Question #ef831

1 Answer
Dec 26, 2017

Answer:

#"p"K_a - 0.30#

Explanation:

You're dealing with a strong acid-conjugate base buffer here, so right from the start, you know that you can use the Henderson - Hasselbalch equation to find its #"pH"#.

#"pH" = "p"K_a + log( (["conjugate base"])/(["weak acid"]))#

Here

#"p"K_a = - log(K_a)#

with #K_a# being the acid dissociation constant of the weak acid.

In your case, acetic acid, #"CH"_3"COOH"#, is the weak acid and the acetate anion, #"CH"_3"COO"^(-)#, is its conjugate base. The acetate anions are delivered to the solution by the soluble sodium acetate in a #1:1# mole ratio, so you know that you have

#["CH"_3"COO"^(-)] = "0.125 M"#

Notice that your solution contains more weak acid than conjugate base. This tells you that the #"pH"# of the solution will be lower than the #"p"K_a# of the weak acid.

This is the case becase at equal concentrations of weak acid and conjugate base, the #"pH"# of the solution is actually equal to the #"p"K_a# of the weak acid. So if you have more acid than conjugate, the #"pH"# of the solution will fall below* the #"p"K_a# of the weak acid.
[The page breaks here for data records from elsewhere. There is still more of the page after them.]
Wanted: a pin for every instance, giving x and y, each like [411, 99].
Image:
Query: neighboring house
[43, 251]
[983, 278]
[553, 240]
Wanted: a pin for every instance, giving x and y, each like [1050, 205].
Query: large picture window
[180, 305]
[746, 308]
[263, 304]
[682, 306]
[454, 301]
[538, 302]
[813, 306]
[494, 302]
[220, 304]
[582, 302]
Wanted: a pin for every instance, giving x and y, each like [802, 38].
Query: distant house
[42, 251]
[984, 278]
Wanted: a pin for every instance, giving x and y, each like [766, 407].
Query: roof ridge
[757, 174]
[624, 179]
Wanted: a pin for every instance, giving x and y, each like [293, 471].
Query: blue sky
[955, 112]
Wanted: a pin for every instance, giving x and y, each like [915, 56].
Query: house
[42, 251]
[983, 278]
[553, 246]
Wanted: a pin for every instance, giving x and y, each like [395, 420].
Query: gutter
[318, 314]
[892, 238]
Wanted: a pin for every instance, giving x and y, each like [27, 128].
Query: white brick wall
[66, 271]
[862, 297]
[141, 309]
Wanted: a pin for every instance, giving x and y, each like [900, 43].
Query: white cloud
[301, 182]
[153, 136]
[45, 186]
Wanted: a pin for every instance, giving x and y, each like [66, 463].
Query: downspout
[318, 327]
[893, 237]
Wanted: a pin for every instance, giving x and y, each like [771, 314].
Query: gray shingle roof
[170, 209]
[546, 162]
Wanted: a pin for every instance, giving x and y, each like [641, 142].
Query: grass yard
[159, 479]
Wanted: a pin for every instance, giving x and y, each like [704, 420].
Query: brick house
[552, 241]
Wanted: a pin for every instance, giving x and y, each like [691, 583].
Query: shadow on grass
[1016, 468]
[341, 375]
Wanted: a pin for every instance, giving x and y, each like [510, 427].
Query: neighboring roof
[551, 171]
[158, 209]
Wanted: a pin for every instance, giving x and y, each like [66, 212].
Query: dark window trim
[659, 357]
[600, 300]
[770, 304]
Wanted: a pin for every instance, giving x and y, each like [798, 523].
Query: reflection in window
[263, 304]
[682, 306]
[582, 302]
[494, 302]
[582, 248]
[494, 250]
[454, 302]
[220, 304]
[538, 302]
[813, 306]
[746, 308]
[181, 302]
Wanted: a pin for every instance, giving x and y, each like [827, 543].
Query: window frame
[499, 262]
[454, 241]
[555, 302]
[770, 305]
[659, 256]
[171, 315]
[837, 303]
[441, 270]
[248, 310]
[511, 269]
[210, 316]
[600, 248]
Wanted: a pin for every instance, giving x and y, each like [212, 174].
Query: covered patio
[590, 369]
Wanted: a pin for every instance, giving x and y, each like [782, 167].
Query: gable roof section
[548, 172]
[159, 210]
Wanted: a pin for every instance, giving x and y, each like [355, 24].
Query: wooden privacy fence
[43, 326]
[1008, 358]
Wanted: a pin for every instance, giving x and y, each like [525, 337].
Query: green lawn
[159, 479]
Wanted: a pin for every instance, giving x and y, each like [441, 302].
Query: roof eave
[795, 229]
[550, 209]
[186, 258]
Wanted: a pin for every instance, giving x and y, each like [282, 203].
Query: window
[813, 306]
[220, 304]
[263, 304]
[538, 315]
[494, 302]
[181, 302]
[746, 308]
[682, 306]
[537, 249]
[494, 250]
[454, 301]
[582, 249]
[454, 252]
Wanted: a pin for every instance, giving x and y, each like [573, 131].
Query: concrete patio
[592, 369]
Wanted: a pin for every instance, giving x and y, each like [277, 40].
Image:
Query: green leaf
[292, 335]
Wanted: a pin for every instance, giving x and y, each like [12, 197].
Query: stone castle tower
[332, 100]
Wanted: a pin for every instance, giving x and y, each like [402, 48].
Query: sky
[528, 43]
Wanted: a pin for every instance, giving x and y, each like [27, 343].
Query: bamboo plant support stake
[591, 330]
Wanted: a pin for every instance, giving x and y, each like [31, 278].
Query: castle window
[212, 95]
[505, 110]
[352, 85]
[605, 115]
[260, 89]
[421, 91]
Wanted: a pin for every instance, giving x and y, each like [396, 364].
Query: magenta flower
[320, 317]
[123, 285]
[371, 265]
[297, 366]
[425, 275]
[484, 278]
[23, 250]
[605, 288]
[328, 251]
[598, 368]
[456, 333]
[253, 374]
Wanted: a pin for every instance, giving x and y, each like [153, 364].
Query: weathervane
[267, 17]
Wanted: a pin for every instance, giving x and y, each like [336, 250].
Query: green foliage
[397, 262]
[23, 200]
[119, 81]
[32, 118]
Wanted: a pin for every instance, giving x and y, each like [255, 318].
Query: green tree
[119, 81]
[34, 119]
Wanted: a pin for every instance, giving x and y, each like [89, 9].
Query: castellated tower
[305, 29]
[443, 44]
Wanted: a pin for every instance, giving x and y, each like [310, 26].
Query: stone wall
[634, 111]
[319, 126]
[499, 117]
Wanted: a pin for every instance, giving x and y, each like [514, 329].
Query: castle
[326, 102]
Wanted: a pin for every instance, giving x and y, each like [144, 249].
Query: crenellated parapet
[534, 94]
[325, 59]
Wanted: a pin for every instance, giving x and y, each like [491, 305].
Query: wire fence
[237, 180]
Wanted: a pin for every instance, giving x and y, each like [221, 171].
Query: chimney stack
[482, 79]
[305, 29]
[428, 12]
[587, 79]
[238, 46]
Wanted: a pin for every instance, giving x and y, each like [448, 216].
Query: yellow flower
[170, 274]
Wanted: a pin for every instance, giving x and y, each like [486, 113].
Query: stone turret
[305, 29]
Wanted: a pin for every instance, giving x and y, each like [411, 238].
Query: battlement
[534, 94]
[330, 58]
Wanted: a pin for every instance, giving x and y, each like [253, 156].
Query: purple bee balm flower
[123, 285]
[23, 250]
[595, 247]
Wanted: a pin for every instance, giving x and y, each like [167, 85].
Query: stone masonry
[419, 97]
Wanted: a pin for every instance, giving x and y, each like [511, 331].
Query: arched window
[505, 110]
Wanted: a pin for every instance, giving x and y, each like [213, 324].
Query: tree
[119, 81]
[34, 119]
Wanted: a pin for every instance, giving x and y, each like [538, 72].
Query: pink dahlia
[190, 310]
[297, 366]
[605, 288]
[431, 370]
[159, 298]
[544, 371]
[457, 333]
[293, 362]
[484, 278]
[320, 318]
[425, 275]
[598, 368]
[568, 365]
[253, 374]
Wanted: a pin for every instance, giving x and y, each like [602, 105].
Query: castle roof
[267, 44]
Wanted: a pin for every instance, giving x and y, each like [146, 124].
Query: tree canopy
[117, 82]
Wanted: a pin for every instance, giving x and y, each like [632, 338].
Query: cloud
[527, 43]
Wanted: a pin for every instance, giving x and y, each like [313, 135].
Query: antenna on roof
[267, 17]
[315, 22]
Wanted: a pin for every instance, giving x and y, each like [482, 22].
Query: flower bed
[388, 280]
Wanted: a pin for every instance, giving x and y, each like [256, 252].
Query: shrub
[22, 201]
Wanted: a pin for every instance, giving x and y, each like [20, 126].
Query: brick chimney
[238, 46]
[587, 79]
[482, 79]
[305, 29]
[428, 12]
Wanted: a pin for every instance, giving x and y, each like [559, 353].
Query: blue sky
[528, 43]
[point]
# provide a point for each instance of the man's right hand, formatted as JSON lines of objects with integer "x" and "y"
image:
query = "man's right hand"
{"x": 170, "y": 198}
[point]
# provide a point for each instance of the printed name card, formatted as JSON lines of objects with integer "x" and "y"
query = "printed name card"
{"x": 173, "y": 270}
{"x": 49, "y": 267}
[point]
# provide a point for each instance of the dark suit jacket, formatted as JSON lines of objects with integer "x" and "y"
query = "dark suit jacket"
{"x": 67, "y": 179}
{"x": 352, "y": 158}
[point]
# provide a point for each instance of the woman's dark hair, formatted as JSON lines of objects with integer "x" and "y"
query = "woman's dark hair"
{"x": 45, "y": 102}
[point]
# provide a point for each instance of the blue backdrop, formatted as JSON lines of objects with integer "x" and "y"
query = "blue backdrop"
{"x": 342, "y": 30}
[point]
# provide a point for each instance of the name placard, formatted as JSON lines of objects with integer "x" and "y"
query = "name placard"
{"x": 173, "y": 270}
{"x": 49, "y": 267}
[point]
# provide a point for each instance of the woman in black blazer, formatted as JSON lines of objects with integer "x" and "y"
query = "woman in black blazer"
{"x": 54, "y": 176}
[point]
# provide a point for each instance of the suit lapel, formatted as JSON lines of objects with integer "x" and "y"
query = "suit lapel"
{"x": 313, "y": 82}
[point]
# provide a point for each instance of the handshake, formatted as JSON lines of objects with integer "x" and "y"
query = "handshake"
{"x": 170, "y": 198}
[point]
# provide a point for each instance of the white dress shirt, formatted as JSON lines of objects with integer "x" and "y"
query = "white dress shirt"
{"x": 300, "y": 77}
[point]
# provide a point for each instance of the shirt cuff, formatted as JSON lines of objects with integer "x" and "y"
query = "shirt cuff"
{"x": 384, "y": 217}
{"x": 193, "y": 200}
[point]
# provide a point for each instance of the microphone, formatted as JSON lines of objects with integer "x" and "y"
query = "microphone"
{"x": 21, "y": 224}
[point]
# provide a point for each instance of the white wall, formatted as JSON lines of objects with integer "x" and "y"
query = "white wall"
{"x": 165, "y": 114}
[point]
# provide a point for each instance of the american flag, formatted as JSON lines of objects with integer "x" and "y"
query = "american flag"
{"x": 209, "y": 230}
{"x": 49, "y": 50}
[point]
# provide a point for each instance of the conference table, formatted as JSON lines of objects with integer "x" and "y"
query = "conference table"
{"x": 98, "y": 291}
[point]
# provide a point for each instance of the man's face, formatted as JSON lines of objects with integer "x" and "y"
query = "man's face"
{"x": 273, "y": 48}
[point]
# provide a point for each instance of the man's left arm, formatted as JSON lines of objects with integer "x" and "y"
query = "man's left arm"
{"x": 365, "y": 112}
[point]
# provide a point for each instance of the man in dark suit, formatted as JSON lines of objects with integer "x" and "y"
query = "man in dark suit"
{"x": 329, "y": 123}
Plug in your values to find

#"pH"= "p"K_a + log (( 0.125 color(red)(cancel(color(black)("M"))))/(0.25color(red)(cancel(color(black)("M")))))#

#"pH" = "p"K_a + log(1/2)#

This is equivalent to

#"pH" = "p"K_a + overbrace(log(1))^(color(blue)(=0)) - log(2)#

#"pH" = "p"K_a - log(2)#

#"pH" = "p"K_a - 0.30#

Now all you have to do is to use the #"p"K_a# of acetic acid, which you can find listed here, to find the #"pH"# of the solution. You should round the answer to two decimal places, the number of sig figs you have for the concentration of acetic acid.

Notice that you have

#"pH" = "p"K_a - 0.30 " " < " " "p"K_a#

which is consistent with the fact that the buffer contains more acetic acid than acetate anions.